We do question whether DHS may have been able to better fine tune its estimate by conducting an additional preliminary review of the 907 items to determine more information about the length and content of the emails that may have informed whether each email was likely to take a full five minutes to review and potentially redact. Additionally, in some cases where an initial search identifies a large pool of potentially responsive records but further searching is required in order to identify the records within the pool that are actually responsive to the request, the public body may be able to produce a more accurate cost estimate by providing a two-step prepayment estimate. For example, the public body could first seek prepayment for just identifying which records are actually responsive, and then follow up with a second prepayment estimate for reviewing what would presumably then be a smaller subset of responsive documents. Of course, if the public body takes this approach, it should clearly communicate so to the requestor. In all, we encourage all public bodies to take reasonable steps to best and most accurately communicate an estimate for the production of public documents, and this is particularly important in cases such as this one where an estimate requires a significant financial expenditure. As stated herein, the significant financial estimate in this case is in large part the product of DHS having to examine nearly 1,000 potentially responsive emails to determine whether those emails contain information that may be redacted in accordance with the APRA.

 

We do not find that DHS’s estimate in this case violated the APRA. To the extent the Complainant would like to make a new APRA request to DHS clarifying that he is only seeking emails to or from certain specific email addresses, or to otherwise narrow the scope of the request to include certain keywords (for instance, regarding a subject-matter), he is free to do so and DHS would be required to provide a prepayment estimate in accordance with the APRA.

 

Conclusion

 

Although this Office has found no violation, nothing within the APRA prohibits an individual or entity from instituting an action for injunctive or declaratory relief in Superior Court as provided in the APRA.  See R.I. Gen.

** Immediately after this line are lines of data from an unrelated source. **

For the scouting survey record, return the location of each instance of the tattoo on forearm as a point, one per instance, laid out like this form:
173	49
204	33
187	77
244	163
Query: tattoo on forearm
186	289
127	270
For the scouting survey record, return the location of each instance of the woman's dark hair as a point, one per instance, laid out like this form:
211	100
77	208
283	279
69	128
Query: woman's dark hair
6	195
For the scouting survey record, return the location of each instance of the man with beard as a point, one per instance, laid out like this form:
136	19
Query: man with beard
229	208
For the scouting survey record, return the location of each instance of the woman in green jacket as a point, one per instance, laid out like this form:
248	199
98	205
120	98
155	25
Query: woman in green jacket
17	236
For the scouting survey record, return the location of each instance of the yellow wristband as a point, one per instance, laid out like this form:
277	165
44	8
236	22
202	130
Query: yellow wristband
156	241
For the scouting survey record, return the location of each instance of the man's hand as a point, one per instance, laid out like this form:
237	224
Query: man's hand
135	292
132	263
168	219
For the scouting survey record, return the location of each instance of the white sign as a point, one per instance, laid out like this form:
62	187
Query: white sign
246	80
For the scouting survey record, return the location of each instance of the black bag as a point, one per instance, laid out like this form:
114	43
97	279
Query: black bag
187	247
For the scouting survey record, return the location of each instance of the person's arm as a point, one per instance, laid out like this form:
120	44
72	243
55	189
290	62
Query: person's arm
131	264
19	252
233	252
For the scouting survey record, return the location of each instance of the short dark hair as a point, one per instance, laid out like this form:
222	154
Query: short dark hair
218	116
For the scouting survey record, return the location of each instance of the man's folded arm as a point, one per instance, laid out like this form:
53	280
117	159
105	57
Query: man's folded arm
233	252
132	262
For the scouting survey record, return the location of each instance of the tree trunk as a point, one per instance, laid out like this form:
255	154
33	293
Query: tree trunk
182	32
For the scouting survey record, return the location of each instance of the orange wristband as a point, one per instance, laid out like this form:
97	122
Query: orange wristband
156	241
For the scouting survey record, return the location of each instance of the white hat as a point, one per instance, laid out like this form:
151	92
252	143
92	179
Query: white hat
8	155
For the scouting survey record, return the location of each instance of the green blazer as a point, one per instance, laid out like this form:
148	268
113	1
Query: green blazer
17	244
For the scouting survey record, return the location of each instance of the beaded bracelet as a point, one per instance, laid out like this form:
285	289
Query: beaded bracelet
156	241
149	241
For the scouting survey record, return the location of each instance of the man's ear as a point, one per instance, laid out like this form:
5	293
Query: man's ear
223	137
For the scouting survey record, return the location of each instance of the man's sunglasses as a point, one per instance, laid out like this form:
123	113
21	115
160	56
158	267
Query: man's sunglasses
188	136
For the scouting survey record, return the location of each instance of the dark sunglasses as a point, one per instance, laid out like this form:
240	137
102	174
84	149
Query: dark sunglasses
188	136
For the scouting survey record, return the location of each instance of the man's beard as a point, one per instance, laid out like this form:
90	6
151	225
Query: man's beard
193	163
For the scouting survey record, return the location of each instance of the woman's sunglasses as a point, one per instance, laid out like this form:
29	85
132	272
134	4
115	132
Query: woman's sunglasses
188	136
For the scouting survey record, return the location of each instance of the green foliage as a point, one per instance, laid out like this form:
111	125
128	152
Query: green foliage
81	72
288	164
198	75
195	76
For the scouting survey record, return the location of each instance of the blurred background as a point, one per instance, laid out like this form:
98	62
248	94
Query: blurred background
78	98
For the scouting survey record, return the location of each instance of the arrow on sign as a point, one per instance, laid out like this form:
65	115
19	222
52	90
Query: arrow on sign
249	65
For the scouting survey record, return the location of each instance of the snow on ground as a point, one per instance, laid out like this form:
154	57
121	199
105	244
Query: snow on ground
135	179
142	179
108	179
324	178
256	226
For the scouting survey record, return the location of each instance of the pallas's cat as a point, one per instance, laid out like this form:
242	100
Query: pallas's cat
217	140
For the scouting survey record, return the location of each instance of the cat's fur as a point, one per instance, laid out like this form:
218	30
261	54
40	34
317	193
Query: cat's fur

Laws § 38-2-8(b).  Please be advised that we are closing this file as of the date of this letter.

 

We thank you for your interest in keeping government open and accountable to the public.

 

 

 

Sincerely,

 

PETER F. NERONHA

ATTORNEY GENERAL

 

By: /s/ Katherine Sadeck

Katherine Sadeck

Assistant Attorney General

 

 

 

APRA


[1] DHS also states that “[n]either DHS nor DoIT records text messages.”

[2] It seems the spelling of this email address that the Complainant states should have been used as a search term may be a typographical error since the APRA request sought emails to “Sarah” Pagano and DHS searched and located potentially responsive records using the term “Sarah Pagano.”